Parce que l'on ne se souviendra pas de lui.

On ne se souviendra jamais de lui, de son nom, de son visage, de son sourire, non. On se souviendra seulement de son geste. De son combat. On se souviendra des valeurs qu'il protégeait.

On se souviendra, peut-être, d'un soldat tombé là-bas.

Mais moi, je n'oublierais pas. Jamais. Je ne peux pas oublier. Si Thomas se bat pour me protéger, je me battrais pour garder son souvenir. Je me souviendrais de tout. De lui, de nos souvenirs. J'écrirais son nom autant de fois qu'il le faut. Je garderais en mémoire l'empreinte de ses baisers et la chaleur de ses bras.

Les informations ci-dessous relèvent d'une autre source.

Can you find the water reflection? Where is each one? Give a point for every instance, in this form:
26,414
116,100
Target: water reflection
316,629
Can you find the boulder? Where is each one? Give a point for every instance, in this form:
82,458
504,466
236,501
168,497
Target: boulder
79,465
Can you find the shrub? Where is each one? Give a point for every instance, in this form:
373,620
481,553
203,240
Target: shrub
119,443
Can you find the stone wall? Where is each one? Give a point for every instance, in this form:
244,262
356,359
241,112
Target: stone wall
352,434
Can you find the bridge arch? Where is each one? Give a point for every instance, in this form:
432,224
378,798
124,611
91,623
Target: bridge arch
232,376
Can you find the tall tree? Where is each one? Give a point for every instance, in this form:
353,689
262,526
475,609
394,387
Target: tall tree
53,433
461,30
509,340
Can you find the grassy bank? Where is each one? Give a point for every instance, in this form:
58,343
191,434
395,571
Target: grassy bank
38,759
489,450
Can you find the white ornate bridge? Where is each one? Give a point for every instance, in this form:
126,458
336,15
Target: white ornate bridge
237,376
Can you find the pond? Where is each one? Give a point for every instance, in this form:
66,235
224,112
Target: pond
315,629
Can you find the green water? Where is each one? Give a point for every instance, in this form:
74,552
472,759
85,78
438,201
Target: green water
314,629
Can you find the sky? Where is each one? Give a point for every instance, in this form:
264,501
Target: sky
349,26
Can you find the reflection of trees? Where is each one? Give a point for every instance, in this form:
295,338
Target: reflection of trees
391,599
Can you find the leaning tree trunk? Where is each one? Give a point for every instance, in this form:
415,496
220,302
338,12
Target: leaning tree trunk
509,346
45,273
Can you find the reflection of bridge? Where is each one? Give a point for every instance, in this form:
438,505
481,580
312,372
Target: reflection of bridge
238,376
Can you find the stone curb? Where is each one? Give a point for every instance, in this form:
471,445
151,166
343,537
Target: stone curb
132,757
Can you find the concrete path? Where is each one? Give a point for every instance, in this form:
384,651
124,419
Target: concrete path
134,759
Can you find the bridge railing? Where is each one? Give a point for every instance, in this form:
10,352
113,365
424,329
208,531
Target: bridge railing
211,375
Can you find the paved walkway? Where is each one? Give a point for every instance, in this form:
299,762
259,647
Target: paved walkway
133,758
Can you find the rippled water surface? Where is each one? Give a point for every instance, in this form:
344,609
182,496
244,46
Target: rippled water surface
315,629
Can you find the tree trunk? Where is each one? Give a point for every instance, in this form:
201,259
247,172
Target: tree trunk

Je me souviendrais de Thomas parce que je ne veux pas qu'il soit oublié. Je ne veux pas que l'on oublie que la guerre me l'a enlevé. Arraché. Je ne veux pas que l'on oublie que dans le peu d'amour que nous avons eu, nous avons énormément donné en retour.

Nous n'avons que ça à faire. Donner sans attendre de retour.

Donner en se demandant si demain il allait nous en rester encore.

On a jamais trop d'amour. C'est ce que j'ai appris.

Je pensais qu'avec la guerre Thomas changerait et transformerait mes sentiments. Je pensais que Thomas disparaîtrait sans que je ne puisse avoir le temps de le revoir. Mais ce n'est pas le cas. J'ai aimé Thomas et je l'aime toujours. Je l'aimerais encore. Encore plus fort. Parce que ce que je vis, ce que je ressens pour lui et la seule façon de me souvenir.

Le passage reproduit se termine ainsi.